GENERAL
Absorb Cocoa Price Shock and Sack COCOBOD CEO - Minority demands Amidst Sector Crisis
The Ranking Member on Economy and Development, Kojo Oppong Nkrumah, has launched a blistering attack on the government’s handling of the cocoa sector crisis, accusing the Mahama administration of inflicting a "28.6% haircut" on nearly one million Ghanaian farmers while demanding the immediate dismissal of COCOBOD CEO Dr. Randy Abbey.
Date Created : 2/13/2026 : Story Author : Dominic Shirimori/Ghanadistricts.com
Speaking against the backdrop of an emergency Cabinet meeting that directed COCOBOD to pay farmers, Oppong Nkrumah dismissed the directive as an exercise in futility, arguing it wrongly presumes the funds are available and the Board is deliberately withholding them.
“That announcement is of no effect because it presumes that COCOBOD has the money and was deliberately refusing to pay the farmers,” he said. “Is that what was going on? No. Unless you are saying the money was available and COCOBOD was refusing, what the government should be doing specifically is instructing that emergency liquidity assistance be released.”
Calls for CEO’s Removal
Oppong Nkrumah explicitly called on President Mahama to relieve Dr. Randy Abbey of his responsibilities, attributing the current distress directly to management decisions taken under the current CEO .
“All of this has come about because of the reset that CocoBod did,” he asserted. “That is why, respectfully, we ask the President to relieve the Cocobod CEO of his responsibilities at this point in time.”
His call aligns with growing pressure on the President, including a formal petition from the Good Governance Advocacy Group Ghana accusing Dr Abbey of “poor leadership choices, incompetence, financial mismanagement, and arrogance” . While the National Cocoa Farmers Association has stopped short of demanding his head alone, it has insisted that if the President deems Abbey unfit, he must “clean the entire house” at COCOBOD, including his deputies .
'Absorb the Shock' – Minority Demands Price Restoration
At the heart of Oppong Nkrumah’s submission is a demand that the government absorb the shock of global price declines rather than transferring the burden to farmers.

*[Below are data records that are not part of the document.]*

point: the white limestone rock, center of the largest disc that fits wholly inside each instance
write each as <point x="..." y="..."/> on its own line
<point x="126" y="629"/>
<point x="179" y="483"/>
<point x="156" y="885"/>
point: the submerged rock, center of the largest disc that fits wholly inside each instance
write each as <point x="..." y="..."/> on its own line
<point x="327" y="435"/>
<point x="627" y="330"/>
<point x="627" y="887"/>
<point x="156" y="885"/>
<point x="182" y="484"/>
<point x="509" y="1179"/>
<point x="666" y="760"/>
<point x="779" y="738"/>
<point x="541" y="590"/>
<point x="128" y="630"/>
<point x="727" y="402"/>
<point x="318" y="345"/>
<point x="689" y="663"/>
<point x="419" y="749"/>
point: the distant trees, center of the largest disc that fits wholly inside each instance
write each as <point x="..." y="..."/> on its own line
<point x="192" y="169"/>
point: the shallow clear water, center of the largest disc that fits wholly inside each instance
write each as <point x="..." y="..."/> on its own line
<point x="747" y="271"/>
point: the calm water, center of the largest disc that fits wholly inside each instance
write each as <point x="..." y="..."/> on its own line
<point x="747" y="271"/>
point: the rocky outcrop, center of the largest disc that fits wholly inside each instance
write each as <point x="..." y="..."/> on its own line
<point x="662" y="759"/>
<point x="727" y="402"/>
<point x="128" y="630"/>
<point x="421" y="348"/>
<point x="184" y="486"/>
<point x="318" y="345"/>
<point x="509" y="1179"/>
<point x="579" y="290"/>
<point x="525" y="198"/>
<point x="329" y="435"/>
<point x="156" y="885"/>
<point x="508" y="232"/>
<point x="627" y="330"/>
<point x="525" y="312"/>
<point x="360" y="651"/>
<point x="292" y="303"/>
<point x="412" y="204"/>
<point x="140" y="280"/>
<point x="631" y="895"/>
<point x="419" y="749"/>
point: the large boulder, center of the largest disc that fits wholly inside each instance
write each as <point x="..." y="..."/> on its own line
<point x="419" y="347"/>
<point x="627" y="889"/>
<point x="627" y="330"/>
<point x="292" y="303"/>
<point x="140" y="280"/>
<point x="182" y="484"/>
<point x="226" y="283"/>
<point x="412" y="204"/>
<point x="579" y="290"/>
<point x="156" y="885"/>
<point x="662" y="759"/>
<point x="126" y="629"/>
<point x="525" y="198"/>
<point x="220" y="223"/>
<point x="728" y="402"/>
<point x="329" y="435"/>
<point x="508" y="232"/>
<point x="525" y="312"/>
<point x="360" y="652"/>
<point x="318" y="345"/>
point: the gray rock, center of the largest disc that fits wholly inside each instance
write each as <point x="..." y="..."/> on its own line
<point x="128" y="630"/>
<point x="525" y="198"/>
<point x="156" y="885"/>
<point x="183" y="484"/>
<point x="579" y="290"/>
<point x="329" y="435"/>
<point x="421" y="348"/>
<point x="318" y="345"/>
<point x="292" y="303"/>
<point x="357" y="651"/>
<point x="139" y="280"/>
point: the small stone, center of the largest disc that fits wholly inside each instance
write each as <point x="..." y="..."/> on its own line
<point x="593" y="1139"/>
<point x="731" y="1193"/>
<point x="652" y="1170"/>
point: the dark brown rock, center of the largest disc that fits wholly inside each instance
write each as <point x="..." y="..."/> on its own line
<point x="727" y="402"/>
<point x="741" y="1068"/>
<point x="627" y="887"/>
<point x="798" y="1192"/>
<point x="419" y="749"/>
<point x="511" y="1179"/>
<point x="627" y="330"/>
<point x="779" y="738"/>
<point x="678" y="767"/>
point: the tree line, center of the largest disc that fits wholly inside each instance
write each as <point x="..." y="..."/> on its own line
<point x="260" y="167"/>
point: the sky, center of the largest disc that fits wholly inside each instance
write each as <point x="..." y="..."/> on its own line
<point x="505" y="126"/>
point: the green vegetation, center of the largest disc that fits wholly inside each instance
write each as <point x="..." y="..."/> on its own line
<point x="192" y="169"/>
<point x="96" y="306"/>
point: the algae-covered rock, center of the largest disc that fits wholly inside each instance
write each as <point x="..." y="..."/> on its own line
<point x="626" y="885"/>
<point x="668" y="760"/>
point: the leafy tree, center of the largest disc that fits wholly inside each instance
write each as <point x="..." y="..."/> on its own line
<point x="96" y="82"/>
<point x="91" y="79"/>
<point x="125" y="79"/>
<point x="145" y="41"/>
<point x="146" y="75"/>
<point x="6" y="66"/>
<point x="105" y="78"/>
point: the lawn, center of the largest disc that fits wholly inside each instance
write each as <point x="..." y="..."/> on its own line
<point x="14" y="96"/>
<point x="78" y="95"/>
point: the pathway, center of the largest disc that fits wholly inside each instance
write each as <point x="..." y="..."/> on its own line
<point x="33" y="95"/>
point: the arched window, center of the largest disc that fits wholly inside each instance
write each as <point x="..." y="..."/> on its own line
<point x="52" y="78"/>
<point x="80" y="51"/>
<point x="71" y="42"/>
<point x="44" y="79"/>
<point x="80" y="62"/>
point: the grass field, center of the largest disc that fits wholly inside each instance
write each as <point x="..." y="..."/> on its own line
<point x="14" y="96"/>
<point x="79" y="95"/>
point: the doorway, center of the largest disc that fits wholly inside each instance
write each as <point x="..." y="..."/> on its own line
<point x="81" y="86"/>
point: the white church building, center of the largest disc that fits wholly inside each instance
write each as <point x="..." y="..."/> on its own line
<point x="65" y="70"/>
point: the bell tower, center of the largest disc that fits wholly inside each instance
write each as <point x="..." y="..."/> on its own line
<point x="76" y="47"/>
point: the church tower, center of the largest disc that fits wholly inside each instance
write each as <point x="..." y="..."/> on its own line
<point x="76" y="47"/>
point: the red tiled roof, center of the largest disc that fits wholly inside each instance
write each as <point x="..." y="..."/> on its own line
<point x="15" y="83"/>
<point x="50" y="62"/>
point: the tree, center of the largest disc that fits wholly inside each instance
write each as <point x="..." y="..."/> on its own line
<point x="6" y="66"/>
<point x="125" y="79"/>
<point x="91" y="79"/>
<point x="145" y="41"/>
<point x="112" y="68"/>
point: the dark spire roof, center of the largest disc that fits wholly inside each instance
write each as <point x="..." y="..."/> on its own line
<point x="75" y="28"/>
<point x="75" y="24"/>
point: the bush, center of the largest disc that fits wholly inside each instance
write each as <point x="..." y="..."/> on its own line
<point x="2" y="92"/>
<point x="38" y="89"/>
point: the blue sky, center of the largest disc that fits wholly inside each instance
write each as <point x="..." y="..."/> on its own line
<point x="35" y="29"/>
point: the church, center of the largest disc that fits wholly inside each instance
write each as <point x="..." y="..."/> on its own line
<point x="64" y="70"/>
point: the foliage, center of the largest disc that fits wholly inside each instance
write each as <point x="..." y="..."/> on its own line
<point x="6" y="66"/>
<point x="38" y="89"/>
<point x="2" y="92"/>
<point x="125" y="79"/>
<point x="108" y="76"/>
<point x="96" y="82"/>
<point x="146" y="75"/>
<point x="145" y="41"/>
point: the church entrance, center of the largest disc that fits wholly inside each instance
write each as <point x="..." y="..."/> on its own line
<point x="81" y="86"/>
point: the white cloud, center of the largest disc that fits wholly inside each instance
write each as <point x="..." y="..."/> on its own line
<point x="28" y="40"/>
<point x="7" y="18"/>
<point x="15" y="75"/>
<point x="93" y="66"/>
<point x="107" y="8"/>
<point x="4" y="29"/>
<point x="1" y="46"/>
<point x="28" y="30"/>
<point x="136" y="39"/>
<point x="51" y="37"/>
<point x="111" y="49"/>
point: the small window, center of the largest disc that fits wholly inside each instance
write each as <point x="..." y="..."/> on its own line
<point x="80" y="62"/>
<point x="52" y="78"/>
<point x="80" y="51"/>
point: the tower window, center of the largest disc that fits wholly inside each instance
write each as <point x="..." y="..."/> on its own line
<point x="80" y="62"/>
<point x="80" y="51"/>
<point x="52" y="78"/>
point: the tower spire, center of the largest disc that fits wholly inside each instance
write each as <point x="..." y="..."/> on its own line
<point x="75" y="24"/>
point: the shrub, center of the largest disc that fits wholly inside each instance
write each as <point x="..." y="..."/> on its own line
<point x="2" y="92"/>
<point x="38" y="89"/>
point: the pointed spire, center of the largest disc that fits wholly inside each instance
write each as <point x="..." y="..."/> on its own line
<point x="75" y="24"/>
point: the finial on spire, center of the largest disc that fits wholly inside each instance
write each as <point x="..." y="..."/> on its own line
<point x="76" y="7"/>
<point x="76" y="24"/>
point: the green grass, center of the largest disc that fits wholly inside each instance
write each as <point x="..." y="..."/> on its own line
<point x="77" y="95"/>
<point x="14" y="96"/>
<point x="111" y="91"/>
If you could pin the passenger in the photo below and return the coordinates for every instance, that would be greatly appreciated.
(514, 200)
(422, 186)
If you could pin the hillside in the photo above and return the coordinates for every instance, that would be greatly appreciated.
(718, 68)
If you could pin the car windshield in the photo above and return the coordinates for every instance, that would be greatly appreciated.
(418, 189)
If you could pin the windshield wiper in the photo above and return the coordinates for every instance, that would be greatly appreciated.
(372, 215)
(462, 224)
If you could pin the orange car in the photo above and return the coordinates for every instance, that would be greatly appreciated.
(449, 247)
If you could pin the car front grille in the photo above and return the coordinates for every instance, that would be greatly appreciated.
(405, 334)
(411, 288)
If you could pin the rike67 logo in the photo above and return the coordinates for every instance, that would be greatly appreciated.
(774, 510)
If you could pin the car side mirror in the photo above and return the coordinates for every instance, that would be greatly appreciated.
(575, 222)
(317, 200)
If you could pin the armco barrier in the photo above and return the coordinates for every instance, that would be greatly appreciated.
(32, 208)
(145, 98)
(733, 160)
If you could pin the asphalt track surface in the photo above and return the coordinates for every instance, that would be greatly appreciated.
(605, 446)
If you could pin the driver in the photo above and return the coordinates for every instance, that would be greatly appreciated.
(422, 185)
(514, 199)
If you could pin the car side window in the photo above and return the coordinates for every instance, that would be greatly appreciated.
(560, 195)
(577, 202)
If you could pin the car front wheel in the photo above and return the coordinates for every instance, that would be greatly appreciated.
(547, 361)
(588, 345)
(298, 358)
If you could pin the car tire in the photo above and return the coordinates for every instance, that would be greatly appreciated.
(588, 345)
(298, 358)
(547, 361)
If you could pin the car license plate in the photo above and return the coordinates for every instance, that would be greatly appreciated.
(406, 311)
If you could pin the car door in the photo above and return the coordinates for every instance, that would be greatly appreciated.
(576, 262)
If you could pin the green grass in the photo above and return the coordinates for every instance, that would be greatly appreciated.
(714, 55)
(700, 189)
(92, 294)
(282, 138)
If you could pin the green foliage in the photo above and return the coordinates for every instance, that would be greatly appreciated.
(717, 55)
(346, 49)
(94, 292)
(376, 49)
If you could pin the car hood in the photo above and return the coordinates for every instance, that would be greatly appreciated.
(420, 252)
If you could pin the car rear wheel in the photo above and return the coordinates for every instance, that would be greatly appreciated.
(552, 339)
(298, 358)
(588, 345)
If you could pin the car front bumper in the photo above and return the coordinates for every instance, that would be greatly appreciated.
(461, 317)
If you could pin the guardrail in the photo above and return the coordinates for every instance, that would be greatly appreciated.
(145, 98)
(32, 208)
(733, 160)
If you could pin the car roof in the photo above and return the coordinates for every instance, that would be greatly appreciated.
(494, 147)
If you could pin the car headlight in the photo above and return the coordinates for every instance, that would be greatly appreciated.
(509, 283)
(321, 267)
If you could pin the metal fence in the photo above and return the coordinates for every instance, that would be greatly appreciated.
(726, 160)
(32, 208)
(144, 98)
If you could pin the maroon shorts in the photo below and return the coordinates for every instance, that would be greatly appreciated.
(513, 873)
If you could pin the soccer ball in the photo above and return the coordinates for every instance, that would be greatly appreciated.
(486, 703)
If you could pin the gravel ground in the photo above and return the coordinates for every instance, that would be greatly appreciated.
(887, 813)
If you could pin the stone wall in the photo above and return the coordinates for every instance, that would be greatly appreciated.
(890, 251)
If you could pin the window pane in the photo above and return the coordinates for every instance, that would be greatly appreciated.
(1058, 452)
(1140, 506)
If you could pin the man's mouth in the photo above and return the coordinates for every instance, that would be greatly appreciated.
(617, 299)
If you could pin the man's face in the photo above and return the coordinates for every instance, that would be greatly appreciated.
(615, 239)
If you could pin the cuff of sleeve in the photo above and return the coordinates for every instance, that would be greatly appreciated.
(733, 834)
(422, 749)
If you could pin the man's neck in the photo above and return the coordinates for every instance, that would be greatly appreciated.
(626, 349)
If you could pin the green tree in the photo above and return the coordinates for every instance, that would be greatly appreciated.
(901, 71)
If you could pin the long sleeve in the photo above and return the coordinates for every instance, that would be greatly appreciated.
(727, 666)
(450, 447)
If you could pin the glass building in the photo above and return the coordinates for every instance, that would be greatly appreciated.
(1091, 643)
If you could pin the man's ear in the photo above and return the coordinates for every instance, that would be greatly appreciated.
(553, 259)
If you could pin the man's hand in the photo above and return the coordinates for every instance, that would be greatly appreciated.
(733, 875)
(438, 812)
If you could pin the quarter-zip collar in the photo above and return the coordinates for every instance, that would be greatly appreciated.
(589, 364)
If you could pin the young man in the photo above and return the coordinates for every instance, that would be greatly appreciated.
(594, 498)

He revealed that the new producer price of approximately GH¢2,587 per bag—confirmed by civil society groups as the revised rate—represents a devastating reduction from the GH¢3,625 per bag promised for the 2025/2026 season .
“We are asking the government that in previous times when cocoa prices fell and the government absorbed the shock and protected the cocoa farmer, the NDC government should absorb the cost of what they have done and restore at least the 3,625 that they promised,” he said.
He warned that the economic impact extends beyond the farmgate. “When you manage an economy with artificial adjustments, the real effect will be realised on cocoa farms, in transport fares, in electricity bills, in school fees.”
Trading Model Reset Blamed
Oppong Nkrumah identified two primary causes for the crisis. First, he accused the current managers of abandoning COCOBOD’s traditional trading model of 70% forward sales and 30% spot sales, reversing it to 70% spot. “That is why today, as prices have dipped, they are struggling,” he said.
Second, he cited the “artificial injection of forex” into the economy, which he argued has overvalued the cedi and made Ghanaian exports relatively more expensive.
Finance Minister Dr. Cassiel Ato Forson has attributed the crisis to inherited pricing missteps and adverse exchange rate movements, revealing that COCOBOD has been selling cocoa below the full cost of production of US$6,400 per metric tonne . However, Oppong Nkrumah dismissed the inheritance argument, reminding farmers that the NDC had campaigned on delivering GH¢6,000–7,000 per bag.
Desperation in Farming Communities
The Ranking Member painted a grim picture of the cocoa heartlands, warning that youth are already abandoning the sector and that the new price cut may push even established farmers over the edge.
“I was in my areas just a few days ago. A lot of young people are already not going into cocoa. It’s left to the old, elderly poor on the farms,” he said.
His warnings echo those of the Licensed Cocoa Buyers Association (LICOBAG), which recently revealed that unpaid farmers have begun arresting Purchasing Clerks, and that desperate farmers are selling their cocoa lands to illegal miners (galamsey operators) for quick cash . The Centre for Democratic Movement has similarly warned that the price cut directly fuels galamsey by making cocoa farming unprofitable .
'We Will Join the Streets'
Oppong Nkrumah concluded with a direct threat of mass action. “Already we are receiving messages from cocoa farmers who say that if this is what is going to happen, they are going to demonstrate. If they do, we in this focus will join them on the streets.”
With 50,000 tonnes of cocoa unsold at the ports and an estimated 300,000 tonnes requiring urgent financing, the cocoa sector remains on a knife-edge . As the government defends its crisis management, the Minority is firm: absorb the shock, or face the farmers on the streets.